Kamis, 02 Januari 2014

SIFAT PEMIMPIN MENURUT FALSAFAH JAWA

Panembahan Senopati Hing Alaga Panata Gama


Sifat Pemimpin menurut Falsafah Jawa atau dikenal dengan Asta Brata adalah merupakan 8 sifat inti seorang pemimpin dalam tradisi Jawa. Sikap yang harus dimiliki oleh penguasa jika ingin rakyat yang dipimpinnya menjadi tentram dan sejahtera.

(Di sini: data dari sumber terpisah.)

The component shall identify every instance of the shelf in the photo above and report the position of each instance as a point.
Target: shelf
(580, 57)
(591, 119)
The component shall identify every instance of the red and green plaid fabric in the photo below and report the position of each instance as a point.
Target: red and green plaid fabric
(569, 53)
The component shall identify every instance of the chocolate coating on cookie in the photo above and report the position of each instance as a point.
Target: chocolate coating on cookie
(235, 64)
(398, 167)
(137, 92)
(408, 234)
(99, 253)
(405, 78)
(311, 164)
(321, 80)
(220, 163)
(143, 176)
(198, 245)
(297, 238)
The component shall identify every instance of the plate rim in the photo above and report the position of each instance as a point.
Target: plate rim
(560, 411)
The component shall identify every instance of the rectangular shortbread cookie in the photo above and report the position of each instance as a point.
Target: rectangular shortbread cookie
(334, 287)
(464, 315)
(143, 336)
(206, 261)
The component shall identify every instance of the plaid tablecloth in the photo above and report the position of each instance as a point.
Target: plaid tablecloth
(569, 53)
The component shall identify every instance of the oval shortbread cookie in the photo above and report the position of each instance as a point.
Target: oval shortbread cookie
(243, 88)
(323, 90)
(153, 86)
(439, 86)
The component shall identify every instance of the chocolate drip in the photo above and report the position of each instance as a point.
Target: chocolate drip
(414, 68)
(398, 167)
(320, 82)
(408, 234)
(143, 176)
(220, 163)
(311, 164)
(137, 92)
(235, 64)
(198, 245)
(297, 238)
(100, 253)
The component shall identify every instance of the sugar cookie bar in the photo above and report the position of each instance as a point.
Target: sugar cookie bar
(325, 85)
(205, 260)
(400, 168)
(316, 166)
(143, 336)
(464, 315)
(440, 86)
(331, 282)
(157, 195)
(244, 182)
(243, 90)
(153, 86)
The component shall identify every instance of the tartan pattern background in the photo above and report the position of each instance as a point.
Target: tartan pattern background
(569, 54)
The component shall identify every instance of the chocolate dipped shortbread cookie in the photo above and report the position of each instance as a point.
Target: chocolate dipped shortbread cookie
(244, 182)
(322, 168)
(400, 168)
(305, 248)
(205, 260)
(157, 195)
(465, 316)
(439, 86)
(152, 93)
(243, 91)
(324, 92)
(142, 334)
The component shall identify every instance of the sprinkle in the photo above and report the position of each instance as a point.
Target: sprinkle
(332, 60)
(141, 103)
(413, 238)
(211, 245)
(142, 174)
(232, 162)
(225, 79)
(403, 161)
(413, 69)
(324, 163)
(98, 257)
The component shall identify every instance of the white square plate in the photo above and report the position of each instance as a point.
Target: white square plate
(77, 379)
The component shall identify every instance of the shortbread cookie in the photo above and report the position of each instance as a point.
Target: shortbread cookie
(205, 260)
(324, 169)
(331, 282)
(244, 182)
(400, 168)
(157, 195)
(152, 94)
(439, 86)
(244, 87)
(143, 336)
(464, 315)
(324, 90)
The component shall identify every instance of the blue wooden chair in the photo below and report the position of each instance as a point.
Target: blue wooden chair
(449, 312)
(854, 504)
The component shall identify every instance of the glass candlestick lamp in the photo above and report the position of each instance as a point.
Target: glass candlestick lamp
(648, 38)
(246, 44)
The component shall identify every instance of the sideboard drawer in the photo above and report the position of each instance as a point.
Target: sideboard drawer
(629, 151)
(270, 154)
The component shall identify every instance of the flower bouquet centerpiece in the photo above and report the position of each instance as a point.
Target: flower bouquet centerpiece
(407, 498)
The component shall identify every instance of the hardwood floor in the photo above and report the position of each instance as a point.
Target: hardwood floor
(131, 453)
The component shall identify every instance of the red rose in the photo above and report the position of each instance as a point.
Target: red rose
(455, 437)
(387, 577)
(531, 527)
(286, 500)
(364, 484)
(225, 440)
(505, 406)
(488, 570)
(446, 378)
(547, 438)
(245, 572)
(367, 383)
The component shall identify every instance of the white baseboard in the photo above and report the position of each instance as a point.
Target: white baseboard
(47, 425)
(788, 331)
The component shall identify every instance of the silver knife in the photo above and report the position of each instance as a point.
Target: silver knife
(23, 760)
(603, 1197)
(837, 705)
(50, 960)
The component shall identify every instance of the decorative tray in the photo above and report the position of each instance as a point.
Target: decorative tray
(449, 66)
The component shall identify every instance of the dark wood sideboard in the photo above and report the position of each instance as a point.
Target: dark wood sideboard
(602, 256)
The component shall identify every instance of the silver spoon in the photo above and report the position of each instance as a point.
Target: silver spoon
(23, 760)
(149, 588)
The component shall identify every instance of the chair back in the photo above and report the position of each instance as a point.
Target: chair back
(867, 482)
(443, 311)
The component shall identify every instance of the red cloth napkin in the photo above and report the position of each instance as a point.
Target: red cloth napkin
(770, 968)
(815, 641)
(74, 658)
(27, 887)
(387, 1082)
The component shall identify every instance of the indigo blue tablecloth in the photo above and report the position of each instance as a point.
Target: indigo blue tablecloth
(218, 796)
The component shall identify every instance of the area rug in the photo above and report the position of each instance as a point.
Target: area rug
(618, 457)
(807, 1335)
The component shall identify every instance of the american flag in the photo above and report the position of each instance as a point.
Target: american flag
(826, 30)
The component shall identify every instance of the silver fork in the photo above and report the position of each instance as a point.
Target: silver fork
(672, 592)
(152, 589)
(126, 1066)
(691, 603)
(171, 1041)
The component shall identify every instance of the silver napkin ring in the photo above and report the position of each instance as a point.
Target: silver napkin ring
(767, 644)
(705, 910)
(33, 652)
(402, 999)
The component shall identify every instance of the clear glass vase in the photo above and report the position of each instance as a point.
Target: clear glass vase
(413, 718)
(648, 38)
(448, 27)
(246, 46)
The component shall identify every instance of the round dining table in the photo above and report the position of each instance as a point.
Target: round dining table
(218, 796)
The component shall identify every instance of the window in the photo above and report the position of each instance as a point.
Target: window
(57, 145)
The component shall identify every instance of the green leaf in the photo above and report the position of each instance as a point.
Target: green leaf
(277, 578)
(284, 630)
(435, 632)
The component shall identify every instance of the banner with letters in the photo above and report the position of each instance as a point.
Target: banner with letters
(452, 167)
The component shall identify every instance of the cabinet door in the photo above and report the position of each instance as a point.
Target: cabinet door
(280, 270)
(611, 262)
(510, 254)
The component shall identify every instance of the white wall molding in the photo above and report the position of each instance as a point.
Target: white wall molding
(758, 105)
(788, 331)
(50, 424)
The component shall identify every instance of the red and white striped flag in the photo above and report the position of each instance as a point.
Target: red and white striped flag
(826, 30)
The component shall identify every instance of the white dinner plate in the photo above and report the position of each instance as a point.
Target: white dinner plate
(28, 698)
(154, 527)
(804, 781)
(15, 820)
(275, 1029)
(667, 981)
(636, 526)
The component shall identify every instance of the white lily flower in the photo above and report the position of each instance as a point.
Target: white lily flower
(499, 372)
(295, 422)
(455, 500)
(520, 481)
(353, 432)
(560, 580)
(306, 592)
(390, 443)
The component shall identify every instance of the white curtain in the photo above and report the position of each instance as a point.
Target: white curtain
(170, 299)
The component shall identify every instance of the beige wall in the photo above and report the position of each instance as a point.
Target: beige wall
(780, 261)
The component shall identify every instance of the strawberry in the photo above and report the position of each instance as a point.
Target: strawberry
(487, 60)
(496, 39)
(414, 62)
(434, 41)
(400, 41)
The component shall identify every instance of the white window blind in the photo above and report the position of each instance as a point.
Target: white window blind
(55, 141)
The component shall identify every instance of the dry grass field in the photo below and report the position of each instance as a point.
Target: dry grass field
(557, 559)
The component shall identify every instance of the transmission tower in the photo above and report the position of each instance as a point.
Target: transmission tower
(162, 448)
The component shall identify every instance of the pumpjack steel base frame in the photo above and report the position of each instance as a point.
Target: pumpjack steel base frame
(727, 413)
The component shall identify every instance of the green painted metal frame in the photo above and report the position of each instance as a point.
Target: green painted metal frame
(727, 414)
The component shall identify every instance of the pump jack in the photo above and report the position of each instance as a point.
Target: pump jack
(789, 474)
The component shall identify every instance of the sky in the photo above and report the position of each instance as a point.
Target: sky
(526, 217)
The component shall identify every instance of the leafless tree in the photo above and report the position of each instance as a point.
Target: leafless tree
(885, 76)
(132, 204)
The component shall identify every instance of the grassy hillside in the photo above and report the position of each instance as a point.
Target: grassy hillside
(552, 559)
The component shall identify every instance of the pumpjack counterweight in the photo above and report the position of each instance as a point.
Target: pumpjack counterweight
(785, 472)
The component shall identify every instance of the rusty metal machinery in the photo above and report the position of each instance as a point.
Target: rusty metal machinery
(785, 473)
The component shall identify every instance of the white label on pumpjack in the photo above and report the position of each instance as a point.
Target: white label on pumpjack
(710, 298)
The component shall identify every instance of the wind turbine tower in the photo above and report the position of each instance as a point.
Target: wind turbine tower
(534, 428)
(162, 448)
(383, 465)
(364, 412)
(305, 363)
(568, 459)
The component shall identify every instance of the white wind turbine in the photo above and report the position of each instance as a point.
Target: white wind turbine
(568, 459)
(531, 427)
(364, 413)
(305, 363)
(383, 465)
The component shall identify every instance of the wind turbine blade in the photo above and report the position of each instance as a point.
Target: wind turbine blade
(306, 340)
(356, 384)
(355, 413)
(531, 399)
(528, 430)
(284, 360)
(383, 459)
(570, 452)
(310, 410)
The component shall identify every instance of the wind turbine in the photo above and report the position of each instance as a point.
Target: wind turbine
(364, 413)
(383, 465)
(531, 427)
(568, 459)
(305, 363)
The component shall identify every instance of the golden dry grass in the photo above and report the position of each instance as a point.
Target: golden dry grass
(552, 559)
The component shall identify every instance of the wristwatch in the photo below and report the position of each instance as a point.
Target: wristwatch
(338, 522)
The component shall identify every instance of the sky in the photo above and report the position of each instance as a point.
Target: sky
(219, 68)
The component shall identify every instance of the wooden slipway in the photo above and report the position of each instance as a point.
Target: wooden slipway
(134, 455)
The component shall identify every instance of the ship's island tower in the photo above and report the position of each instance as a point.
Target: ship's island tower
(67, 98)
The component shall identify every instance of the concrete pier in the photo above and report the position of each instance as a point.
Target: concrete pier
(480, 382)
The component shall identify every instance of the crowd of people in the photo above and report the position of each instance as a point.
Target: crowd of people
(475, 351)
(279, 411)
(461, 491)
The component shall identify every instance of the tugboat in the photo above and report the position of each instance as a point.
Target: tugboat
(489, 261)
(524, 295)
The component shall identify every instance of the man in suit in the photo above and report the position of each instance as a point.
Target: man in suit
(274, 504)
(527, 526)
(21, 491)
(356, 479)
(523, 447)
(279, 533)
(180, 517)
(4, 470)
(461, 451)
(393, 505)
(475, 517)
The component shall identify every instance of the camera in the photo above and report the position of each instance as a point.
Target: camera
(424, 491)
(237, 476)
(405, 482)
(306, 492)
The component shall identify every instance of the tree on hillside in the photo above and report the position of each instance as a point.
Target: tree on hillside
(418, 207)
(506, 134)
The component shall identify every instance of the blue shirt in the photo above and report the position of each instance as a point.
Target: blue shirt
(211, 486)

Asta Brata yang dalam terjemahan bebas; delapan ajaran utama tentang kepemimpinan, merupakan petunjuk Sri Rama kepada adiknya yang akan dinobatkan sebagai raja Ayodya. 


Secara simbol, Asta Brata merupakan sifat-sifat mulia yang di ambil dari alam semesta dan patut untuk dijadikan pedoman bagi seluruh pemimpin negeri ini.
Asta Brata merupakan kebijaksanaan turun-temurun yang diselipkan dalam artefak-artefak Jawa, salah satunya melalui kesenian Wayang atau Ketoprak. Banyak makna yang mengacu pada jalan pencerahan yang akan menuntun siapapun, khususnya para pemimpin jika berhasil memahami esensi falsafah Asta Brata ini. Kebijaksanaan dan keselamatan merupakan inti pemahaman yang akan didapatkan seorang pemimpin jika mempelajari dan mempraktekkannya.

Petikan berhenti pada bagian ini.